The paper tackles the problem of inefficient distributed LLM serving due to repetitive prompts by proposing Preble, a distributed scheduling system that optimizes KV state reuse and load-balancing, achieving 1.5X to 14.5X lower average latency and 2X to 10X lower p99 latency compared to state-of-the-art systems.
Prompts to large language models (LLMs) have evolved beyond simple user questions. For LLMs to solve complex problems, today's practices are to include domain-specific instructions, illustration of tool usages, and/or long context such as textbook chapters in prompts. As such, many parts of prompts are repetitive across requests. Recent works propose to cache and reuse KV state of prompts. However, they are all confined to a single-GPU optimization, while production LLM serving systems are distributed by nature. This paper proposes Preble, the first distributed LLM serving platform that targets and optimizes for prompt sharing.

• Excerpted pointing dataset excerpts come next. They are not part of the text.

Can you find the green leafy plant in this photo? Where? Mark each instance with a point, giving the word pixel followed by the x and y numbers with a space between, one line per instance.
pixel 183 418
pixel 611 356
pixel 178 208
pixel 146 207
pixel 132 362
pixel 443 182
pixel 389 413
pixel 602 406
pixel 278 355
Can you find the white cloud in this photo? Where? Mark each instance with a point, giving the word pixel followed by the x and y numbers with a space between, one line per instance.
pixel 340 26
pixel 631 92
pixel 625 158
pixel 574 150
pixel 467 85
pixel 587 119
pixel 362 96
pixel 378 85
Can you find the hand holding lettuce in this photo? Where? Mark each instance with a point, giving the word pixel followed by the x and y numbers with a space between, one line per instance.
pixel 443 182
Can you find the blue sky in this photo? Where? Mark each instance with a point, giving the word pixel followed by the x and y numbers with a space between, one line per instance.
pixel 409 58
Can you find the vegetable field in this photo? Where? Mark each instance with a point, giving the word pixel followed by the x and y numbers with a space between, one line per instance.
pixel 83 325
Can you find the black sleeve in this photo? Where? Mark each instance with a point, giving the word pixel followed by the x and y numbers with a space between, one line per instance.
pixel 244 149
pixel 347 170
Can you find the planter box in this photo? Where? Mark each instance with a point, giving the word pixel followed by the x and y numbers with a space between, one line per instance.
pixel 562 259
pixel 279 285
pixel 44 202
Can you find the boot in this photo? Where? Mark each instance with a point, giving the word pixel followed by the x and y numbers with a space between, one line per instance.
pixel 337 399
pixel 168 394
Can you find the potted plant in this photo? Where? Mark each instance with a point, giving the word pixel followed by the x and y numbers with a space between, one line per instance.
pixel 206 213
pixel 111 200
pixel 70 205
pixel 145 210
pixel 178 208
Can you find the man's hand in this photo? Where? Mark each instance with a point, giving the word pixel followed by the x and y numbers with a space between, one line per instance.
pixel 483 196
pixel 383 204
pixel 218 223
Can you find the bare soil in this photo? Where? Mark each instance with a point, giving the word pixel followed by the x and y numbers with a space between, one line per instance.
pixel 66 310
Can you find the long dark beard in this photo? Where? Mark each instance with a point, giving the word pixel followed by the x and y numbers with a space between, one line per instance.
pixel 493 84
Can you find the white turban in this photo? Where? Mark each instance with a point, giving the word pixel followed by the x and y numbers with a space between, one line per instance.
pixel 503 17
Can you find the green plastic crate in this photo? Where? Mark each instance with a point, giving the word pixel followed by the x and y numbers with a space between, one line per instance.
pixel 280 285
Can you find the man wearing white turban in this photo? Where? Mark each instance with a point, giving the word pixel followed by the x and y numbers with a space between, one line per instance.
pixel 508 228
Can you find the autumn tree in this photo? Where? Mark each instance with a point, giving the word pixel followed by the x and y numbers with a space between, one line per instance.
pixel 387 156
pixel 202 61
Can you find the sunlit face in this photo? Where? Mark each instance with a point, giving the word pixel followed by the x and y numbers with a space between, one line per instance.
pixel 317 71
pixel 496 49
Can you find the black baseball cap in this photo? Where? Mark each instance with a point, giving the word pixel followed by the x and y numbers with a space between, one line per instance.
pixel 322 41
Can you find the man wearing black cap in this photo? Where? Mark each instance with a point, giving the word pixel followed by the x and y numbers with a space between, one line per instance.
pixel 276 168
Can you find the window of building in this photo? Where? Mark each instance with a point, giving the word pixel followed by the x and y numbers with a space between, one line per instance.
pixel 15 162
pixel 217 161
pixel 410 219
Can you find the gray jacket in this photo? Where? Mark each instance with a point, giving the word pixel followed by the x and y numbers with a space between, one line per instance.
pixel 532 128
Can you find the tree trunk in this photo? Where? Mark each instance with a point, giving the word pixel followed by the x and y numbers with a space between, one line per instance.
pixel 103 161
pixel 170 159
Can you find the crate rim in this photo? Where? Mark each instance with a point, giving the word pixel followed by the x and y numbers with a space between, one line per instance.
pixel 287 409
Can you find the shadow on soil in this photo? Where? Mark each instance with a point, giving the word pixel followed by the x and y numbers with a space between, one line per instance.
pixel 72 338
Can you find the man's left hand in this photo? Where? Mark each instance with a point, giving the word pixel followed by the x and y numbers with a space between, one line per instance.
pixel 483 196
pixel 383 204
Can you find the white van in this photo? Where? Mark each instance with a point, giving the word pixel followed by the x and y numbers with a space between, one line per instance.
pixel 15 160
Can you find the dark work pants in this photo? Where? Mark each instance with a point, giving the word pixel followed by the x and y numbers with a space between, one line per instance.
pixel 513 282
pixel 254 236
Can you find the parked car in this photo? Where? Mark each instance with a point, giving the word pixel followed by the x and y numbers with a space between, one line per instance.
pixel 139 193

We designed a distributed scheduling system that co-optimizes KV state reuse and computation load-balancing with a new scheduling algorithm and a hierarchical scheduling mechanism. Our evaluation of Preble with real workloads and request arrival patterns on two open-source LLMs shows that Preble outperforms the SOTA serving systems by 1.5X to 14.5X on average latency and 2X to 10X on p99 latency.